How Dysfunctional Is Our Family? Not Yours, Ours.



(By Diego Cuartas)




Recent interactions with people within the church have left me wondering how we are doing when it comes to relating to the Body of Christ and modeling relationships after the character of our Covenant Father. There seems to be a revolving door through which men and women, believers from all kinds of walks, come and go because they are not staying long.

I remember my family of origin had a unique characteristic that was both an asset and a liability. If I can say it this way, we were plainly nice at any cost. The asset helped us on the one hand to find ways to be hospitable and allowed us to connect with others in ways that would help them feel welcomed and cared for. The liability reared its head when tension or conflict was present with another person and being lovingly honest with them seemed like too big of a price to pay. Growing up in my family context shaped me in ways that I am sure account in part for the dysfunctional or distorted view I developed of people. I began to view people as really BIG at the expense of reducing God’s size to a smaller one. People-pleasing became one of my normal currencies in my relational exchanges with people. It was not long into my young adult years that I realized how dysfunctional my contribution to friends, coworkers, family, dating and even serving others was. There is no doubt that my relating patterns were now reflecting in some way my family value called “niceness”.

A verse I had journaled back in February of this year describes for me the character of our heavenly Father, which He in turn desires for us to reflect in our relationships with other believers within the Body of Christ. Consider with me this precious statement presented in Deuteronomy 4:31:

“For the Lord your God is a merciful God. He will not leave you or destroy you or forget the covenant with your fathers that he swore to them.”

Notice that our heavenly Father regards His relationship with us as a covenant. Granted, this is a very unbalanced covenant because He is willing to contribute His best and most even though we fall short of meeting his personal expectations and standards. Thanks be to God that this is not how we are to always live. When we are in Christ, the disproportion of this covenant is leveled by a mercy that satisfies the deepest longings of our Father. We could say that the commitment God has toward us is only based on the sacrifice made by another. Furthermore, we learn that this Father will never leave us or destroy us. No matter what happens, He will not forget that what joins us to Him is the covenant He initiated and facilitated through the blood of His own Son.

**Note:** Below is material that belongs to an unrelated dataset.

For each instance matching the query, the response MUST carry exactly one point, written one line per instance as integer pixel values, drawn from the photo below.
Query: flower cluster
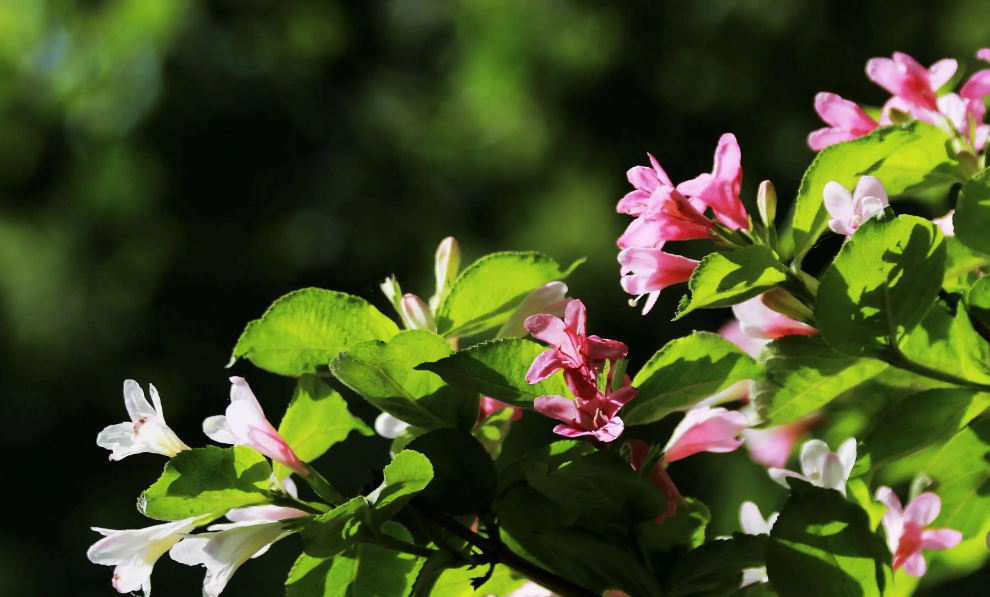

Why then do we enter and exit relationships with others within the Body of Christ so easily? How deep is our commitment? How long is our forbearance? How merciful is our heart? I believe the dysfunctional symptoms we experience in the present time within our local communities of faith can’t be healed by treating the community as a whole. The renewing in the way we do relationships will happen when each individual takes a step- a step that is in keeping with our Covenant Father. Where we learn from Him and lean on His resources until all possible ones have been exhausted. Where we bring honestly our personal poverty so that richness can be ours at the end. Where we fight for unity. And only after we have prayed and exhausted all the possible resources given to us will we say it’s time to part ways. I hope with time the revolving door will move slower only to give entrance to newcomers!

If you are in need of practical ways to do your part in bringing health to our dysfunctional family, I encourage you to read and follow the Apostle Paul’s prescriptions of our Covenant Father found in Ephesians 4.